Thursday 9 April 2009

Someone's painful road to Calvary

Life, as beautiful as it is, causes us to ask many questions. The life of faith, which can be just as beautiful, can also provoke the same reaction. For me, one of the greatest questions centres around the events that are remembered over the Easter weekend. The latter part of the celebrations, the resurrection, I actually have very little trouble with. It seems, in essence, a perfectly reasonable and (super-)natural way to end the story. It is, however, the events surrounding the cross that I find so hard. But I was reminded this week in a daily email subscription that the resurrection follows the crucifixion; it does not erase it.

So once again I am left asking the question, why did Jesus die? What was the meaning of his death? Although this is a topic I have wrestled with for many years it isn't foremost in my mind most of the time. But of course this time of year demands giving it some thought. (I did a little thinking last year too: Part 1 and Part 2).

Tonight I took along a book to my local coffeehouse that presents various views of the atonement (the meaning behind Christ's death) through history. For sometime now I have been wanting to study more about the idea of liberation and victory as a consequence of the cross. So I read a little about Irenaeus and his understanding of the atonement. This is a theory from the very early days of the church which grew in popularity up until medieval times, became almost extinct during the Enlightenment, but started to gain popularity again during the first half of the 20th Century through the work of Gustaf Aulen's book Christus Victor (ie. the victorious Christ). The theory goes something like this:

Whether through voluntary action or external coercion, human beings have "fallen" under the control of oppressive and dehumanising powers - typically described as sin, Satan and death. (The Bible presents this through the story of Adam and Eve and their willingness to submit to the seductive ways of the 'serpent'.) Therefore humanity forever struggles with the realisation that they too often do the things they know (somehow) that they shouldn't do, and too often don't do the things that they should.

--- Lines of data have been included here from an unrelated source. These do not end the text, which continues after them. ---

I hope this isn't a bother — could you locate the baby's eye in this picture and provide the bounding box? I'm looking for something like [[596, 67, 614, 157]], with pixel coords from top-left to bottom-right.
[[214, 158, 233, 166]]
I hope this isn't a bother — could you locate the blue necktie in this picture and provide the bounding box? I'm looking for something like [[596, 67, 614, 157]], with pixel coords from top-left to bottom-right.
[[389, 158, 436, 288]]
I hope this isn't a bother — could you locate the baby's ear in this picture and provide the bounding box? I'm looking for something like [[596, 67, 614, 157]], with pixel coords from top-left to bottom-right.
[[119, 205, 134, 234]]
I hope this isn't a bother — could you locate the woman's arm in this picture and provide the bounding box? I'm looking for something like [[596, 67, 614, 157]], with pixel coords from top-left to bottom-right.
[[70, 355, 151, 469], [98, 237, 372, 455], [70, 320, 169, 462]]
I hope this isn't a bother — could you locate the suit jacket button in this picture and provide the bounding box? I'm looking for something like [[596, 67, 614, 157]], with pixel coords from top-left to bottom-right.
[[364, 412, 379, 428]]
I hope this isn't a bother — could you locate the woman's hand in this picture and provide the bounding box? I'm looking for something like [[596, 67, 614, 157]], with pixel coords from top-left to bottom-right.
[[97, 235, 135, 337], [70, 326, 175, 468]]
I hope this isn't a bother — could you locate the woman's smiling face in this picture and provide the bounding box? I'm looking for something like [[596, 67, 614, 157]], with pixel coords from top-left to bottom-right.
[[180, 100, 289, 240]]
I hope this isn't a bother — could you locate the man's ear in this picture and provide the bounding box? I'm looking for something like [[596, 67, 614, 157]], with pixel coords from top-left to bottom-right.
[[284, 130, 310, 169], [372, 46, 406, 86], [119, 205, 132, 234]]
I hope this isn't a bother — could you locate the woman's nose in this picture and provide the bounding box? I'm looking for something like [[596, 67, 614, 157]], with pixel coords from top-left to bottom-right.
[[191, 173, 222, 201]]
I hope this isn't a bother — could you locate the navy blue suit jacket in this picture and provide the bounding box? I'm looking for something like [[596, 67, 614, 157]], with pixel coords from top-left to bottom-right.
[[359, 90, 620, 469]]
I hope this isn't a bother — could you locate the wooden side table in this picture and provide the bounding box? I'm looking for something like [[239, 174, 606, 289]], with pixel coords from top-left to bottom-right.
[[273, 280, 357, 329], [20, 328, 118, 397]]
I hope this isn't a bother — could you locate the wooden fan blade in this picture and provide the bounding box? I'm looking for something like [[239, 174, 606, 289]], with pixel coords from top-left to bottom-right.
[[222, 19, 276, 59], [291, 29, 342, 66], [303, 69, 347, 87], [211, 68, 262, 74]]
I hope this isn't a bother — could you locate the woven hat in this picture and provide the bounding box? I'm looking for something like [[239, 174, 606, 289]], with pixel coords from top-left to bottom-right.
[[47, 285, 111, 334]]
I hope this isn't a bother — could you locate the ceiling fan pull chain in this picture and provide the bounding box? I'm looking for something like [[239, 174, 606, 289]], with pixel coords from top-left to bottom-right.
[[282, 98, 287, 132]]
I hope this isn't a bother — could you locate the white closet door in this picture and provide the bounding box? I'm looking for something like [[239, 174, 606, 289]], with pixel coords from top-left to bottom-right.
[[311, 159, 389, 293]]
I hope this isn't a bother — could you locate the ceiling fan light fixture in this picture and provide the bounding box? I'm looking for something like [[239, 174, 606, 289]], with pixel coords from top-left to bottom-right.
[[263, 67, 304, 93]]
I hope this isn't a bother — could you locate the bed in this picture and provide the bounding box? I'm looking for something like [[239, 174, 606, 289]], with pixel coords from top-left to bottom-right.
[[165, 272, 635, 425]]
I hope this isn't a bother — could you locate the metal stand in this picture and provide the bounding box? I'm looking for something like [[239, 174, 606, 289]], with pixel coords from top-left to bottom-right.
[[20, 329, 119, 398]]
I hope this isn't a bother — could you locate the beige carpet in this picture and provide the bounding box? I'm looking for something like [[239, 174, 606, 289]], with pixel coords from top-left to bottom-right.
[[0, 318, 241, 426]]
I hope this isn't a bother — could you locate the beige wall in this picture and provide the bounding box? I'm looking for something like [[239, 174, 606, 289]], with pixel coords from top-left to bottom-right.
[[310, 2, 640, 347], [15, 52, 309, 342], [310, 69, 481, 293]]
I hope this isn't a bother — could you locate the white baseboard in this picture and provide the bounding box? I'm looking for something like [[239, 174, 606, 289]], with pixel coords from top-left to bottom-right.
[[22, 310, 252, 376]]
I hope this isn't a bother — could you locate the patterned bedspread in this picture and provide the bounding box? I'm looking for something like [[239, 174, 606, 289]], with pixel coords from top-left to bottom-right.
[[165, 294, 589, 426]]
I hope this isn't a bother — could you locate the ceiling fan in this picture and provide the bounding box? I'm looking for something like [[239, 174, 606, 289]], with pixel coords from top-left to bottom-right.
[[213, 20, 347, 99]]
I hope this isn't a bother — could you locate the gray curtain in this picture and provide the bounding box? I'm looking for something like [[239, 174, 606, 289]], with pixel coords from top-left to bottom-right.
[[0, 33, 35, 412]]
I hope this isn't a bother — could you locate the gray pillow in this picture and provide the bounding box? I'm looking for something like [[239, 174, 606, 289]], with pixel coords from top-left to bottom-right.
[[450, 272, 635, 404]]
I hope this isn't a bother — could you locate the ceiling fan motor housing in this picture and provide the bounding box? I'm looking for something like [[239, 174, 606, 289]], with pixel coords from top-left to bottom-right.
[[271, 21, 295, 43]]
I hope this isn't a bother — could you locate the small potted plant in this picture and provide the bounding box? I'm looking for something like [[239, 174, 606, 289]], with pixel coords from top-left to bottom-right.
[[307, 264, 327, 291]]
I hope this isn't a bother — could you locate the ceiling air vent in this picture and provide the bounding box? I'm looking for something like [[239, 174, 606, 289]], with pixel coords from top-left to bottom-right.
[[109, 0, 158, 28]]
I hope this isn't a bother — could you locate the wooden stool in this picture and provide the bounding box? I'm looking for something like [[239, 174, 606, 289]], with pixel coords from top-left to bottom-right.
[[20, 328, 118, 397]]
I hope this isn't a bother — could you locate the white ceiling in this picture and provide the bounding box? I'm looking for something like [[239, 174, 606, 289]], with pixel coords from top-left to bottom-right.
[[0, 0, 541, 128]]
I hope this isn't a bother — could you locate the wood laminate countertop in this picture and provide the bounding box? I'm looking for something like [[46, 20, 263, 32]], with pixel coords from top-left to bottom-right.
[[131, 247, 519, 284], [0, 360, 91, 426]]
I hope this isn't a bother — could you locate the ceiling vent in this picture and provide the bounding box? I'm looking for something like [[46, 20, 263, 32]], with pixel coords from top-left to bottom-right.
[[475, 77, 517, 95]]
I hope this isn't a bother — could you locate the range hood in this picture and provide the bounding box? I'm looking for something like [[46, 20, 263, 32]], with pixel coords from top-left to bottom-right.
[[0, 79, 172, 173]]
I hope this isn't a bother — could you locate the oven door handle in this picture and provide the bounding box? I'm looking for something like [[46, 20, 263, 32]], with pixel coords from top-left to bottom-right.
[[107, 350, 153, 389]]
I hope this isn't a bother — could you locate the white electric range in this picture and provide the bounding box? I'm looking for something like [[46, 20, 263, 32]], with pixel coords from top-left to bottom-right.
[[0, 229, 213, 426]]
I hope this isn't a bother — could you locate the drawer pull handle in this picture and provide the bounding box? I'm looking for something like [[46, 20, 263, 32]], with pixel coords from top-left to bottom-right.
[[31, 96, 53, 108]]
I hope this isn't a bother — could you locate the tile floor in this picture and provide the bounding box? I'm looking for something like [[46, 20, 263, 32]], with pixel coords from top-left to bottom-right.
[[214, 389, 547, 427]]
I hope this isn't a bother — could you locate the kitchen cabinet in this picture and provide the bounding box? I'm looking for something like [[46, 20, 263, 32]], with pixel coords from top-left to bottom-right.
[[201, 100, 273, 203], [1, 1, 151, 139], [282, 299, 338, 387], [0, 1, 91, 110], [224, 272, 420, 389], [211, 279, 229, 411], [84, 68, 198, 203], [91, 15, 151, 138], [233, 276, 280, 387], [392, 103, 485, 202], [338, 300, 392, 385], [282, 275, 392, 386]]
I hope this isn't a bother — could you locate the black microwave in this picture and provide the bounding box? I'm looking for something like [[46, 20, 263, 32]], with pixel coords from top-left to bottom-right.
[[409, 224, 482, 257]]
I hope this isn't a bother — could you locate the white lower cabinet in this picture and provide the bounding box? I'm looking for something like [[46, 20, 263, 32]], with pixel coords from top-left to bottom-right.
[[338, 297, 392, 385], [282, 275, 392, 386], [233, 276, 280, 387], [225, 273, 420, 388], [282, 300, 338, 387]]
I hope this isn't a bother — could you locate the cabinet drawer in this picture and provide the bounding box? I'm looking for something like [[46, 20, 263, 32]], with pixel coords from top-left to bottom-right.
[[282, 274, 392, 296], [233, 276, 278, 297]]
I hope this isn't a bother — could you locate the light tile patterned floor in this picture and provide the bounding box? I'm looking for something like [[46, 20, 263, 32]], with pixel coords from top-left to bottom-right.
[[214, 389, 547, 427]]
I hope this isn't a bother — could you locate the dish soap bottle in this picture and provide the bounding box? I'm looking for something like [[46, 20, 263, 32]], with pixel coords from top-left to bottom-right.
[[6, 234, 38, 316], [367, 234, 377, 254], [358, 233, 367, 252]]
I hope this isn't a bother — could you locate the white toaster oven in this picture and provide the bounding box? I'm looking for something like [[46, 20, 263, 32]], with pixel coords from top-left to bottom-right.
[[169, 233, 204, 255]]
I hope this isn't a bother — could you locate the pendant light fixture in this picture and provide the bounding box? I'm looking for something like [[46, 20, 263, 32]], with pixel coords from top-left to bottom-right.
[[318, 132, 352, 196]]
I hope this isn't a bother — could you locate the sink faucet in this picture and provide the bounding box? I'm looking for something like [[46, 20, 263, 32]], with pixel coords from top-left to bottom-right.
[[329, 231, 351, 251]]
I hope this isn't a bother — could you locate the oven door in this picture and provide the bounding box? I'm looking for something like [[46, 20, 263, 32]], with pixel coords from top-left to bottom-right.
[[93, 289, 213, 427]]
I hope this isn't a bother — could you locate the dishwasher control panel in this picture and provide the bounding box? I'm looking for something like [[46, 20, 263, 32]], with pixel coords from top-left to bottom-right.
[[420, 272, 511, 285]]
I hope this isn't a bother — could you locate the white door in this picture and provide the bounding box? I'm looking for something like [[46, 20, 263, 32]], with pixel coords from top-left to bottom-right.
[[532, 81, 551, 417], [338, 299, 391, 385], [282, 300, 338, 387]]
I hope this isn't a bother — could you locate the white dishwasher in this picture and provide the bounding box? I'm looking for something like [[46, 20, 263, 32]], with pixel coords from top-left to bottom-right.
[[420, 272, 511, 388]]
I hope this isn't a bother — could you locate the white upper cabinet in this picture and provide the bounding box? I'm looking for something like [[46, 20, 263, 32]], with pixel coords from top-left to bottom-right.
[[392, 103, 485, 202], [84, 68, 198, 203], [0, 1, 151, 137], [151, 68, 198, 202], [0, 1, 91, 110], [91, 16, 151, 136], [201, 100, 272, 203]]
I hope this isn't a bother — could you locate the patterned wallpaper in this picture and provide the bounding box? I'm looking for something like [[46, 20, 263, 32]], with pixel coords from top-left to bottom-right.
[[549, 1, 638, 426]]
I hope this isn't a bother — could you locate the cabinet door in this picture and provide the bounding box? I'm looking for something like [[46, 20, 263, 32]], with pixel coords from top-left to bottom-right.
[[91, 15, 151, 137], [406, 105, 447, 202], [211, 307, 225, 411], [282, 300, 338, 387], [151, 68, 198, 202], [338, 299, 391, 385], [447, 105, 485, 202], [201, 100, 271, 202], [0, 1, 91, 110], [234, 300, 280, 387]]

Since people cannot free themselves from this cycle of being, Jesus Christ appears as the power of God to liberate human beings. God becoming incarnate (meaning 'in the flesh') was able to share in the life of his creation and become subject to those pressures and sufferings that all humans face - the ultimate pressure being death. But by going through death and into life (the resurrection) Christ is shown as victorious over all oppressive powers - even the sting of death.

By his life, death and resurrection, Jesus Christ inaugurates a new age and a new community of freedom, marked by inclusivity and equality. The Church is then meant to be the sign of this new age witnessing to the victory of God over the powers that attempt to pull us down.

I find this theory quite exciting, but very humbling. As the words Tim Rice put in the mouth of Jesus say, 'to conquer death you only have to die'.

I want to explore this area further looking into the theology of liberation, but as I was reading and thinking about these things this evening it struck me that theology is all well and good, but is of little use if it can't be rooted in real life:

For the last few weeks now I have noticed a small group of people enter the coffeehouse at the same time each Thursday. Not always the same people, but certainly a core group of them that I have come to recognise. I had wondered why they always seemed to show up with such regularity, thinking that they must meet there first before heading out to a pub or club somewhere. This evening I figured out the opposite was true. It became apparent that they had all just come from a local AA meeting. One young man in particular seemed to be receiving some extra support as the others offered him various prayer cards, mini rosaries and good luck trinkets to help him in his sobriety.

What, I thought to myself, does Christ the Liberator say to that man? It seems a little too easy to say (and perhaps a little trite) that claiming the all sufficient power of God can free you from your addiction. While I believe that liberation is possible the process has to start somewhere. I soon contemplated that for that man, and for myself, it starts with a deep surrender of ourselves and the painful road to a cross where I may need to die to myself in order for a liberated life to arise.